Desde o final da década de 2000 que os países europeus entraram num combate aos sites ilegais. As acções iniciais obrigavam os fornecedores de acesso à Internet a restringir a entrada em plataformas conhecidas por partilhar conteúdos protegidos. Mais recentemente, as exigências de bloqueio estenderam-se a outros intermediários online.
Em vários países, as providências cautelares passaram a abranger serviços de resolução de DNS de terceiros, como a Cloudflare, a OpenDNS e a Google. Pouco tempo depois, os serviços de VPN também se tornaram alvos, uma vez que os utilizadores recorrem a estas ferramentas, muitas vezes directamente através do seu browser, para contornar as ordens de bloqueio.
Embora os principais detentores de direitos de autor defendam que estas medidas são eficazes e proporcionais, os críticos apontam para incidentes de bloqueio excessivo. Nestes casos, as medidas antipirataria acabam por restringir o acesso a sites e serviços legítimos.
Um novo estudo publicado hoje pelo Centre for European Policy Studies (CEPS) vem reforçar estas críticas. O CEPS água como um grupo de reflexão independente que aconselha as políticas da União Europeia. O documento, intitulado “The Benefits and Costs of Website-Blocking Legislation”, avalia as medidas em vigor nos 27 Estados-Membros e conclui que existe um risco substancial de consequências indesejadas.

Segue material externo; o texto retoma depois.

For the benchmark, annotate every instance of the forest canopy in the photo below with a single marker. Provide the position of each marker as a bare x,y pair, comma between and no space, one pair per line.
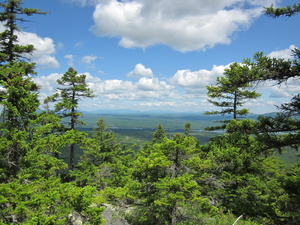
234,178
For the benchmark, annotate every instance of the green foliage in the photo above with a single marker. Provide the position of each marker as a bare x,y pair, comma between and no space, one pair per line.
287,11
231,91
47,201
72,89
164,183
104,162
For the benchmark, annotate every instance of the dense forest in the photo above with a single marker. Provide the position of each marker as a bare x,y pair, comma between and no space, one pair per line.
234,178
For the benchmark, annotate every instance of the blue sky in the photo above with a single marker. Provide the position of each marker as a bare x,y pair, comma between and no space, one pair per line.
156,54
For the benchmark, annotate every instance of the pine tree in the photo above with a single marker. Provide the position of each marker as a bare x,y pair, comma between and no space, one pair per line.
72,88
231,91
19,97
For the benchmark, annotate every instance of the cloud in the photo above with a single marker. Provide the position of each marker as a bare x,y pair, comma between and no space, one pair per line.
140,71
152,84
70,59
283,54
44,54
183,25
82,2
197,79
88,60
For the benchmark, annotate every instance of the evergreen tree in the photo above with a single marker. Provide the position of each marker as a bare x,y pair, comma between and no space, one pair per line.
19,99
105,161
72,88
242,176
164,183
231,91
283,11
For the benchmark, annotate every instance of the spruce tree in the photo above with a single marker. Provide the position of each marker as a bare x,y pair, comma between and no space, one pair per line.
19,98
231,91
72,88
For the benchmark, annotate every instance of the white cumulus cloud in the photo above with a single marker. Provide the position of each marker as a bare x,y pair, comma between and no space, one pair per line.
44,54
283,54
183,25
140,71
197,79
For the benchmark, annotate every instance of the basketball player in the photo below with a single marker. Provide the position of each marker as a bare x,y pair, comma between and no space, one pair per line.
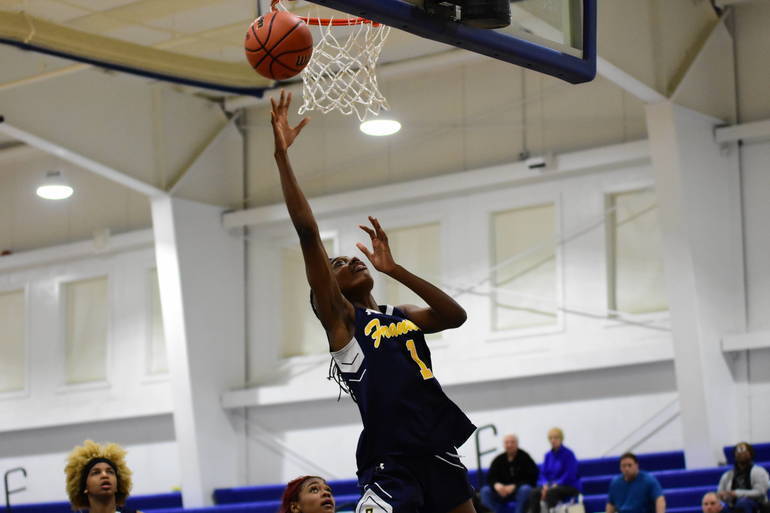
307,494
407,452
98,478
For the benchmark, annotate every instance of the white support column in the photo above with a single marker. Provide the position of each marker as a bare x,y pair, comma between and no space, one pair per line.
697,184
201,274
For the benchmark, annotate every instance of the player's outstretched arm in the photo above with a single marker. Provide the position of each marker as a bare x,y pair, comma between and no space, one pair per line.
336,312
442,312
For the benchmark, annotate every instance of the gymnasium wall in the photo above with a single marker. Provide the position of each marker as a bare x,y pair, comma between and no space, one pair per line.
756,212
40,424
610,386
584,377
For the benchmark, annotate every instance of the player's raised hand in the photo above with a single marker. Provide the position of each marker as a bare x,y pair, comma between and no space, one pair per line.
380,255
283,133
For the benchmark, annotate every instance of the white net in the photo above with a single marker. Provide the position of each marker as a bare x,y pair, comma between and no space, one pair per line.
341,74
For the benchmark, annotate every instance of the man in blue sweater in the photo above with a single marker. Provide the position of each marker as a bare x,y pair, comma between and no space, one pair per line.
634,491
559,478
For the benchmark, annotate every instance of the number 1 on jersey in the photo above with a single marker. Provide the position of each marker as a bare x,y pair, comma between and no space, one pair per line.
425,372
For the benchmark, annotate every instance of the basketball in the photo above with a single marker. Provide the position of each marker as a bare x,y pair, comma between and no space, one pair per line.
278,45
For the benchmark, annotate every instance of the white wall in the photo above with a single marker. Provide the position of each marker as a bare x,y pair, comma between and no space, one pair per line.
596,409
756,212
41,424
599,381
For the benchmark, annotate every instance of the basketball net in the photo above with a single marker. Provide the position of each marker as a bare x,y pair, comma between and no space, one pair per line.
341,73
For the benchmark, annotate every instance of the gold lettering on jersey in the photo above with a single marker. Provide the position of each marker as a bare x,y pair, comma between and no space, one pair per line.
394,329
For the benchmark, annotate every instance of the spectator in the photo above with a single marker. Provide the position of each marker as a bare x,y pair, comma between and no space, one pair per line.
744,487
511,477
711,503
634,491
98,479
559,479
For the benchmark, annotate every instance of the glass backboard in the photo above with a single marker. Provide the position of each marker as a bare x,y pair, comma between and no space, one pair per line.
557,37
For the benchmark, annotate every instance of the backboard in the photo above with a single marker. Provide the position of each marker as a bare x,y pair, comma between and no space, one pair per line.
557,37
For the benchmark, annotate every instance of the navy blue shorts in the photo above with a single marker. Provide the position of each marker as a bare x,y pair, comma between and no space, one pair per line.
422,484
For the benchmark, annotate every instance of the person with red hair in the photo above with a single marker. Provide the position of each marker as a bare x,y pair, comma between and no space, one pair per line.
307,494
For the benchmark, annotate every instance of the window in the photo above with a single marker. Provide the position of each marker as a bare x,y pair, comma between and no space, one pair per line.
12,341
302,331
86,330
157,360
524,268
635,276
418,249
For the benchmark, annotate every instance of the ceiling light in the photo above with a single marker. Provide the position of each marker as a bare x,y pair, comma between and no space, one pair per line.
54,186
380,127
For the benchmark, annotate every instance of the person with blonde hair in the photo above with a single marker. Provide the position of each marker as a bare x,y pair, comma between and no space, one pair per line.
98,478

De acordo com a análise, os esquemas de bloqueio são propensos a falhas porque os detentores de direitos não assumem a responsabilidade por erros, nem suportam os custos financeiros, que recaem tipicamente sobre os operadores. Sem qualquer pressão para evitar danos colaterais, estas entidades sentem-se incentivadas a exigir ordens de bloqueio rigorosas.

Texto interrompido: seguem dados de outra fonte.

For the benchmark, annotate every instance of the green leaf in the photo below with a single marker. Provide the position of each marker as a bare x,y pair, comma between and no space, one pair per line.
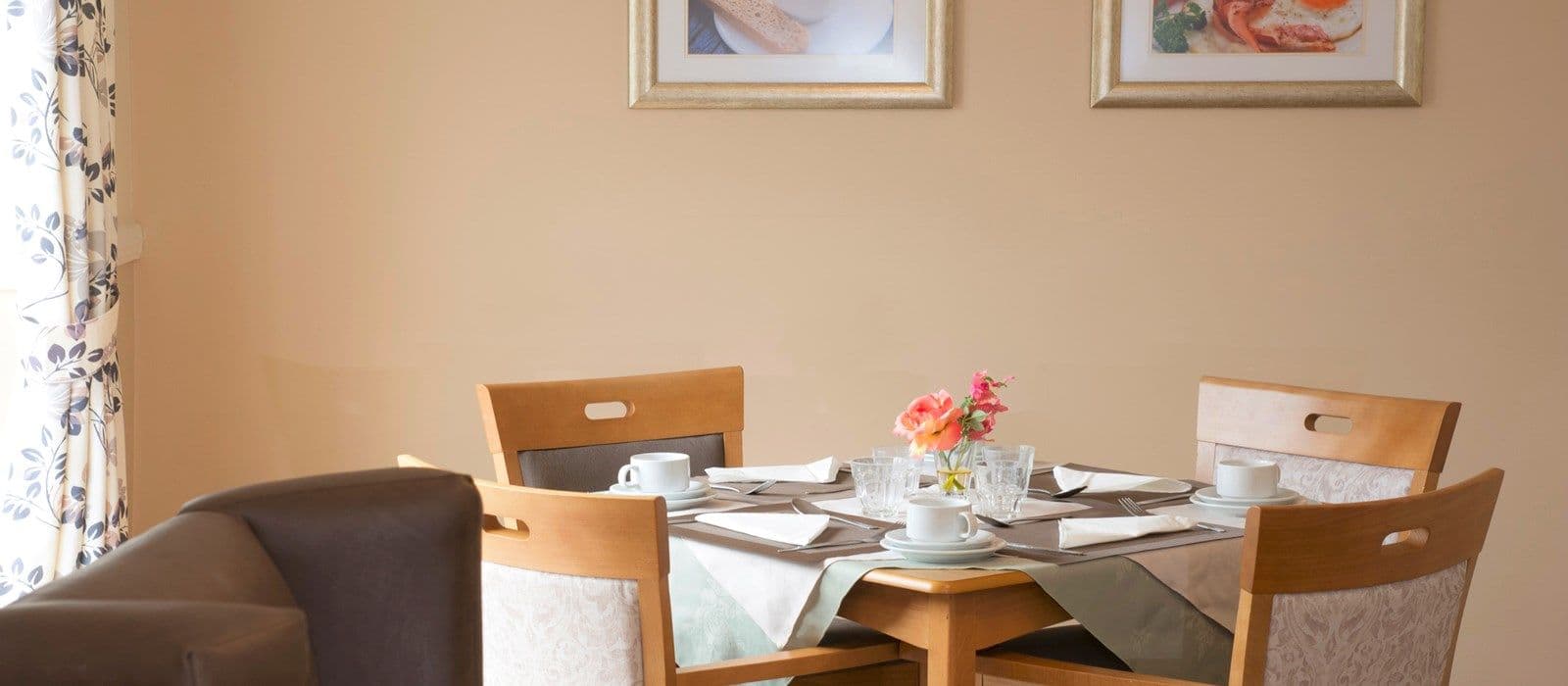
1170,36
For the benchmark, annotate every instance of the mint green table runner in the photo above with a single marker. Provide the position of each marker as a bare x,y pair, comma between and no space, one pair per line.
1149,625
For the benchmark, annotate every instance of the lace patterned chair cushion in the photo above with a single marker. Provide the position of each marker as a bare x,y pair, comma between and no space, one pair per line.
546,630
1385,635
1324,479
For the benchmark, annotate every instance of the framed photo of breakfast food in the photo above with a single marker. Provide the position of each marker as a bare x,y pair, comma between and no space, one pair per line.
1256,52
791,54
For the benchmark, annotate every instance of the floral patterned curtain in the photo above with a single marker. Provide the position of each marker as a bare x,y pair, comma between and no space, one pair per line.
65,497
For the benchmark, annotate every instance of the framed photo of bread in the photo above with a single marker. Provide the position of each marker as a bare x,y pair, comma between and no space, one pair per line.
791,54
1256,52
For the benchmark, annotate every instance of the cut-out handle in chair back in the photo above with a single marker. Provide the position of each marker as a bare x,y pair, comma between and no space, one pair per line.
576,434
1361,592
1332,447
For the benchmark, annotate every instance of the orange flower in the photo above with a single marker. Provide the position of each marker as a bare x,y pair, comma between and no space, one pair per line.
930,423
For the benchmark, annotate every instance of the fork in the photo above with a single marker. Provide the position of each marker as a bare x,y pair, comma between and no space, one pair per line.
1137,511
1043,549
753,491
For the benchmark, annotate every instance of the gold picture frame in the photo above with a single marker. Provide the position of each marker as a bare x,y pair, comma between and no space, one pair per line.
650,93
1109,91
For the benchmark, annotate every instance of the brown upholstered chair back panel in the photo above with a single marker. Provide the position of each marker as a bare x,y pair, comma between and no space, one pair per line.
384,564
595,467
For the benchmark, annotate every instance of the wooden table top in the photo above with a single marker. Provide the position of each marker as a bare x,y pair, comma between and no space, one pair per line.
946,581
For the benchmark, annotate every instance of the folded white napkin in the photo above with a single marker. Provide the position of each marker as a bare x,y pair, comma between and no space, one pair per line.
1104,529
1105,483
786,528
820,471
1027,508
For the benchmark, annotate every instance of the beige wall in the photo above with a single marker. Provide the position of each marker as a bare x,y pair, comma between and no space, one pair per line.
357,215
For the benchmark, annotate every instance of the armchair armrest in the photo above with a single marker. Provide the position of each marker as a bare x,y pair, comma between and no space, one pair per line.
384,564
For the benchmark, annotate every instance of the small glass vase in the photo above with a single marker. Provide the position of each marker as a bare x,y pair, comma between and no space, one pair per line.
956,467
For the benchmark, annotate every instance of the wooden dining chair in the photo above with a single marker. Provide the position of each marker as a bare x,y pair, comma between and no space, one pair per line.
1332,447
576,434
1329,596
576,591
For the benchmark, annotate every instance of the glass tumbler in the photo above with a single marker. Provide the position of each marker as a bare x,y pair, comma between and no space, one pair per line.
916,464
1000,484
878,484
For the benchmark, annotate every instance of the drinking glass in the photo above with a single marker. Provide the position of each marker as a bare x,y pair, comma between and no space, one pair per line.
916,464
1000,484
880,483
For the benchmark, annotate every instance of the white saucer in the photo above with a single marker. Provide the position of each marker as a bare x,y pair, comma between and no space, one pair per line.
695,489
899,539
946,557
689,503
852,28
1212,497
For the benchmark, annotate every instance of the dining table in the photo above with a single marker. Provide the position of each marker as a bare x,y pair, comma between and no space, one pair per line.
1162,604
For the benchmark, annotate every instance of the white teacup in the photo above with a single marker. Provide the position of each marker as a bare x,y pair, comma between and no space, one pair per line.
1247,478
807,11
941,518
658,471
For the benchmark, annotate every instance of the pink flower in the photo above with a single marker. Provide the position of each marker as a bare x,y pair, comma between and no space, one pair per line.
930,423
984,398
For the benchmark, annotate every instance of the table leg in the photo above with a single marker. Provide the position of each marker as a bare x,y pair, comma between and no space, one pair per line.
951,655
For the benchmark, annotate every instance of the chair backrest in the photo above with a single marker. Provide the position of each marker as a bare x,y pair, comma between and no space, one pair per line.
541,432
574,586
1393,447
1360,592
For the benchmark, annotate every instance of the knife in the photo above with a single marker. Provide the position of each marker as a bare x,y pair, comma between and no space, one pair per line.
808,508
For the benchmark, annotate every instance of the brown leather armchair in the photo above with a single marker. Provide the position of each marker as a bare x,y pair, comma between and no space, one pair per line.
355,578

Danos colaterais em Itália e Espanha
O artigo examina seis jurisdições europeias em detalhe e apresenta conclusões críticas em todas elas. Em Itália, o sistema Piracy Shield, gerido pelo regulador AGCOM, obriga os operadores a bloquear domínios e endereços IP em 30 minutos, sem necessidade de ordem judicial prévia. Esta prática resultou repetidamente no bloqueio de serviços legítimos. Em Janeiro, a AGCOM multou a Cloudflare em 14,2 milhões de euros após a empresa recusar filtrar o seu serviço de DNS a nível global. A Cloudflare já recorreu da decisão e contesta a legitimidade do sistema.

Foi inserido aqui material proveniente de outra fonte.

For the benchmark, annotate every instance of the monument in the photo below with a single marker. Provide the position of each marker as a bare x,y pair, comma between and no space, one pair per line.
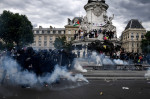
94,26
96,17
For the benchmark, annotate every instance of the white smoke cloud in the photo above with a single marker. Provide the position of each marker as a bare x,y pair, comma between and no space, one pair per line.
19,77
78,67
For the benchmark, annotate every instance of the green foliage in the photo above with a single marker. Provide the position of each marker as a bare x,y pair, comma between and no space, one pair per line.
61,43
146,43
15,29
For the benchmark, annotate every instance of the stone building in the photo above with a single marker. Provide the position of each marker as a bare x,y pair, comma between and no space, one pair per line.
72,28
132,36
95,25
44,37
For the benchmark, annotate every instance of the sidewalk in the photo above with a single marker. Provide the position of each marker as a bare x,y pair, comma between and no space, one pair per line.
115,75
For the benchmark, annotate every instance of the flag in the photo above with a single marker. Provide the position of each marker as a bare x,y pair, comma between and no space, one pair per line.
77,23
105,46
105,38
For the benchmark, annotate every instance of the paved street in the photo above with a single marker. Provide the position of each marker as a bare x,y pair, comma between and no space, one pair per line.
96,89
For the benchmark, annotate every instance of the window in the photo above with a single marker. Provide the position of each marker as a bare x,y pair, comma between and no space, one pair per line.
50,43
45,43
37,31
69,38
45,38
40,37
137,36
59,32
62,32
51,38
69,32
142,36
34,37
34,44
132,44
42,31
39,43
54,31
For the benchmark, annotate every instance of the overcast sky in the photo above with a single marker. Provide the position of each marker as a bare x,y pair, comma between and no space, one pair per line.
56,12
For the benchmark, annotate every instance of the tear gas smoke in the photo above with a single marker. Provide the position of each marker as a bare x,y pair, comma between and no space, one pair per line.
147,75
78,66
19,77
120,62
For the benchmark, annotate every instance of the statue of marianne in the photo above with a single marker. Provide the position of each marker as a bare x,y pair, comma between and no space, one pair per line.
89,1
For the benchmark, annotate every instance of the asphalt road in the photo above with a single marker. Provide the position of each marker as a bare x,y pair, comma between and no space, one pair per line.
96,89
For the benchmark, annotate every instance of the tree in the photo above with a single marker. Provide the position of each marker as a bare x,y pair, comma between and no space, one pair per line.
146,43
15,29
61,43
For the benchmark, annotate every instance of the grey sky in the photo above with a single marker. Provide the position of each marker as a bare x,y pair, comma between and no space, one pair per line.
56,12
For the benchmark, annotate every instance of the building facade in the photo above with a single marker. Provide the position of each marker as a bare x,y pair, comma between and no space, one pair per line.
44,37
132,36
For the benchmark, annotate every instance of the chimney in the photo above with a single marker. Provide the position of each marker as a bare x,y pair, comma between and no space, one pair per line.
51,27
40,27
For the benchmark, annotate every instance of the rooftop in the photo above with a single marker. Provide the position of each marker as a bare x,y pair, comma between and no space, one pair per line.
134,23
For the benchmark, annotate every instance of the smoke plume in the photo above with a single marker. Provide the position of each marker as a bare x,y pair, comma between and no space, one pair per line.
19,77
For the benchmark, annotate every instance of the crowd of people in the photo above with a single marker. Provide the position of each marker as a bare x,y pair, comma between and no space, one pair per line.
93,34
133,58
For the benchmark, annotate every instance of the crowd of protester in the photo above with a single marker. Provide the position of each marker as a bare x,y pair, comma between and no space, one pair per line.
93,34
133,58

Espanha também regista situações semelhantes. A partir de Fevereiro de 2025, uma ordem judicial a favor da LaLiga visou uma série de endereços IP da Cloudflare. A medida bloqueou transmissões ilegais, mas afectou igualmente 3300 serviços legais que partilhavam a mesma infra-estrutura. O tribunal acabou por rejeitar formalmente o recurso da Cloudflare em Março de 2025.
Entretanto, na Bélgica, as ordens de bloqueio levaram a OpenDNS a abandonar temporariamente o país em Abril de 2025. A empresa acabou por regressar após a suspensão da decisão judicial, mas o impacto negativo no mercado já se tinha concretizado.
A eficácia das medidas levanta dúvidas
Para além dos danos colaterais, o documento questiona se o bloqueio atinge o objectivo de travar a pirataria, uma vez que os utilizadores conseguem contornar as restrições com facilidade. A investigação refere vários estudos académicos que mostram apenas um aumento modesto nas visitas a plataformas legais após a aplicação de bloqueios, sem certezas sobre a duração desses efeitos.
Apesar de o consumo de conteúdos piratas em território nacional continuar a superar a média europeia, a solução ideal parece não passar por bloqueios cegos. O estudo do CEPS indica que o consumo ilegal de filmes e música diminuiu drasticamente ao longo do tempo, mas atribui esta descida à maior disponibilidade e aos preços acessíveis do conteúdo legal, e não às medidas de repressão técnica.